Returnsthe difference between next step probability for a candidate generation target vs. a contrastive alternative, answering the question. Can be used as attribution target to answer the question: “Which features were salient in the choice of picking the selected token rather than its contrastive alternative?”

Parameters:

contrast_ids (torch.Tensor) – Tensor of shape [batch_size, seq_len] containing the ids of the contrastive input to be compared to the candidate.
contrast_attention_mask (torch.Tensor) – Tensor of shape [batch_size, seq_len] containing the attention mask for the contrastive input.

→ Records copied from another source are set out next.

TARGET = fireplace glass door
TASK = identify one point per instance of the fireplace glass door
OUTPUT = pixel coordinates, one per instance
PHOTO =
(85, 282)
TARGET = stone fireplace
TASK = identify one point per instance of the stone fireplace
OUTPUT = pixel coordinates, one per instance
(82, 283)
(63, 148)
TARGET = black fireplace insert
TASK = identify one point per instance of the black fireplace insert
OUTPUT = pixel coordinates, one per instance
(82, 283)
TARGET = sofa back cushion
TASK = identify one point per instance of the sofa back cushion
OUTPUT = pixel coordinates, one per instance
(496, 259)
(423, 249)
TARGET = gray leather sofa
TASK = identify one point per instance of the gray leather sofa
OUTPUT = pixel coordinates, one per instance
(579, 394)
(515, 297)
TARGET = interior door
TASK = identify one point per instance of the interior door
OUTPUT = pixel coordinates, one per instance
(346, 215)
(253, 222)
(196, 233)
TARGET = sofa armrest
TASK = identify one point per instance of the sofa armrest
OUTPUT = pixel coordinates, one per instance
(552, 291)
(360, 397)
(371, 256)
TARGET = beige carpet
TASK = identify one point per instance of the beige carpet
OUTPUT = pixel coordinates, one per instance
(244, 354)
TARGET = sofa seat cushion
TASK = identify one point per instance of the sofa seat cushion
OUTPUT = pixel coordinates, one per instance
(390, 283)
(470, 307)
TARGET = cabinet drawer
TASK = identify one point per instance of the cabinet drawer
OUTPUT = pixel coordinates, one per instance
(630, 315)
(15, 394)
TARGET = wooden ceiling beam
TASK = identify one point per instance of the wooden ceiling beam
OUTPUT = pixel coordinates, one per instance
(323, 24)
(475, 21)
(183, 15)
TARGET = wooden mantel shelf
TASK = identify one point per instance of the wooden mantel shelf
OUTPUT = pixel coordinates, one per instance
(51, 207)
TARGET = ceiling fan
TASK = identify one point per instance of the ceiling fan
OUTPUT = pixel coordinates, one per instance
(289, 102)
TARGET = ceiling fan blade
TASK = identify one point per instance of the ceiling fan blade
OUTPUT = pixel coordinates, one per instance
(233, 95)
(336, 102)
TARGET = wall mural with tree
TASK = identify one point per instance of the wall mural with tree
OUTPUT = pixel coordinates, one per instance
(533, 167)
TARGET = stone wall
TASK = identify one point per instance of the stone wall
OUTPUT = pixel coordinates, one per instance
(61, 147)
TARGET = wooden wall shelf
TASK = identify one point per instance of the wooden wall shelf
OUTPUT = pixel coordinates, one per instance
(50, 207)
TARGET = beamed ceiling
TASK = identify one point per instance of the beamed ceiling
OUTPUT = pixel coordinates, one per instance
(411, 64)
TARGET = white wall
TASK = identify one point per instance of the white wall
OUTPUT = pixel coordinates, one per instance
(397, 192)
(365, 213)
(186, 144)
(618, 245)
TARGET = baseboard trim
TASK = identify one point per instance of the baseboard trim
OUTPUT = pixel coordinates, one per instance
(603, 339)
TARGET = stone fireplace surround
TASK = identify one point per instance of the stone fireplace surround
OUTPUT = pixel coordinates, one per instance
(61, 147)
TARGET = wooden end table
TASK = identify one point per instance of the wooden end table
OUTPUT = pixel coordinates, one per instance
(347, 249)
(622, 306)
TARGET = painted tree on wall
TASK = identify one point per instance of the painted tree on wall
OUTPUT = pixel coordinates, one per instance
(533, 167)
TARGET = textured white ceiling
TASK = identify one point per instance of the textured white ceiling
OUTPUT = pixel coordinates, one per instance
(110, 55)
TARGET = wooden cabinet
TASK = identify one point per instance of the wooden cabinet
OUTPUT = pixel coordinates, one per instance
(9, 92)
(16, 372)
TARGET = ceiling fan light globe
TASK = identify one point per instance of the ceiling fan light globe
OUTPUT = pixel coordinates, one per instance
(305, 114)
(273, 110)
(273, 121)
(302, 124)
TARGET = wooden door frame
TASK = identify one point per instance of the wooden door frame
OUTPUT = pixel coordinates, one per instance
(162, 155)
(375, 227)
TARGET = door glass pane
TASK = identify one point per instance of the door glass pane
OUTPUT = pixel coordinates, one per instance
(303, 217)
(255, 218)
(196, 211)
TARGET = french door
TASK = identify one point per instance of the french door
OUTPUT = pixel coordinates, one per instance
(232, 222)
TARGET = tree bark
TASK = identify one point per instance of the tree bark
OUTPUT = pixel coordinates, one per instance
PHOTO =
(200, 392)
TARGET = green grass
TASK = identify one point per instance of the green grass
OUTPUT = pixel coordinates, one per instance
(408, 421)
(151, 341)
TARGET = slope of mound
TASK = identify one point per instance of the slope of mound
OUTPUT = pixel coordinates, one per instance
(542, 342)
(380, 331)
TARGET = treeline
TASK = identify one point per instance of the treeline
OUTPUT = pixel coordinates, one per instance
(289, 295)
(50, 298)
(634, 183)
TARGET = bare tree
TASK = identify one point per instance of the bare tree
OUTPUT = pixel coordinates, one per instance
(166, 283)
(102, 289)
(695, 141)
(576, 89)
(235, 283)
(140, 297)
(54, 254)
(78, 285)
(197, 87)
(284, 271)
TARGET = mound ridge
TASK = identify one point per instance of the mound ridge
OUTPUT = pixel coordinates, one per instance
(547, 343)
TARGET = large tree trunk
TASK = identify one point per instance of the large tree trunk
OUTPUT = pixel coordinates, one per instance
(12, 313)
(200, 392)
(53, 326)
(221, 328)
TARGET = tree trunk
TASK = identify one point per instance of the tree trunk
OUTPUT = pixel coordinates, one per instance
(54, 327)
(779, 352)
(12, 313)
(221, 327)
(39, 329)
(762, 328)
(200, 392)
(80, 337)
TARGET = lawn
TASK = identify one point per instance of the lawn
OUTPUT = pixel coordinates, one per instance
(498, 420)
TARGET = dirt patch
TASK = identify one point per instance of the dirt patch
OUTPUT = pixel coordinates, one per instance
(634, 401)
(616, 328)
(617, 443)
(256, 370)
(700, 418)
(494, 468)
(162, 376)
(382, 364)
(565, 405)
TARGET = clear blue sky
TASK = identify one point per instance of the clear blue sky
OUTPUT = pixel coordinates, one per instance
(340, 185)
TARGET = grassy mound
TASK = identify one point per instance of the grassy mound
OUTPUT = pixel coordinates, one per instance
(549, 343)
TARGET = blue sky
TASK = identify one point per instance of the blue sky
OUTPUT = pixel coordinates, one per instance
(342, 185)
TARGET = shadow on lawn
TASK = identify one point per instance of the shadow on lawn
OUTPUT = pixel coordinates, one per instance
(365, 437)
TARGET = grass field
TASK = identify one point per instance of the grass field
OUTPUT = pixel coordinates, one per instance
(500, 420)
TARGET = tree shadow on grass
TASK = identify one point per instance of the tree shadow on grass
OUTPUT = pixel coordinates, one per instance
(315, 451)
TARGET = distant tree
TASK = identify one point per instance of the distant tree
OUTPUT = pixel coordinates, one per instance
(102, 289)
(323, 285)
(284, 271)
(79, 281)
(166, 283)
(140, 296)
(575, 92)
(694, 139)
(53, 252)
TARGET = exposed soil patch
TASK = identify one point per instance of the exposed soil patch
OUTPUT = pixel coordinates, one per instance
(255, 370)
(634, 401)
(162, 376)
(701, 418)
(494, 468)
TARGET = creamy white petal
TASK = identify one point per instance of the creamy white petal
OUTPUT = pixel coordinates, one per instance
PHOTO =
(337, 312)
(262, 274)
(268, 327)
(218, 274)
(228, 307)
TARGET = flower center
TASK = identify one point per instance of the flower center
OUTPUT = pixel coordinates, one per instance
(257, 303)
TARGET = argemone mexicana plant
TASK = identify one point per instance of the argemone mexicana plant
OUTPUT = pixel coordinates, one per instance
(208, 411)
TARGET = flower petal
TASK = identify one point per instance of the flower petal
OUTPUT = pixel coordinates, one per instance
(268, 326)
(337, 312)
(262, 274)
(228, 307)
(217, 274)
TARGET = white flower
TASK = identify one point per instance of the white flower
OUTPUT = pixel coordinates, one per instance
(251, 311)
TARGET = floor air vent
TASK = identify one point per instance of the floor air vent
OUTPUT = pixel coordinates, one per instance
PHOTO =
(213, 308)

inseq.attr.step_functions.mc_dropout_prob_avg_fn(attribution_model: AttributionModel, forward_output, encoder_input_embeds: Tensor[Tensor], encoder_attention_mask: Tensor[Tensor], decoder_input_ids: Tensor[Tensor], decoder_input_embeds: Tensor[Tensor], decoder_attention_mask: Tensor[Tensor], target_ids: Tensor[Tensor], aux_model: Union[AutoModelForSeq2SeqLM, AutoModelForCausalLM], n_mcd_steps: int = 10, **kwargs)[source]

Returns the average of probability scores using a pool of noisy prediction computed with MC Dropout. Can be used as an attribution target to compute more robust attribution scores.

Parameters:

aux_model (transformers.AutoModelForSeq2SeqLM or transformers.AutoModelForCausalLM) – Model used to produce noisy probability predictions for target ids. Requirements: - Must be a model of the same category as the attribution model (e.g. encoder-decoder or decoder-only) - Must have the same vocabulary as the attribution model to ensure correct probability scores are computed - Must contain dropout layers to enable MC Dropout.
n_mcd_steps (int) – The number of prediction steps that should be used to normalize the original output.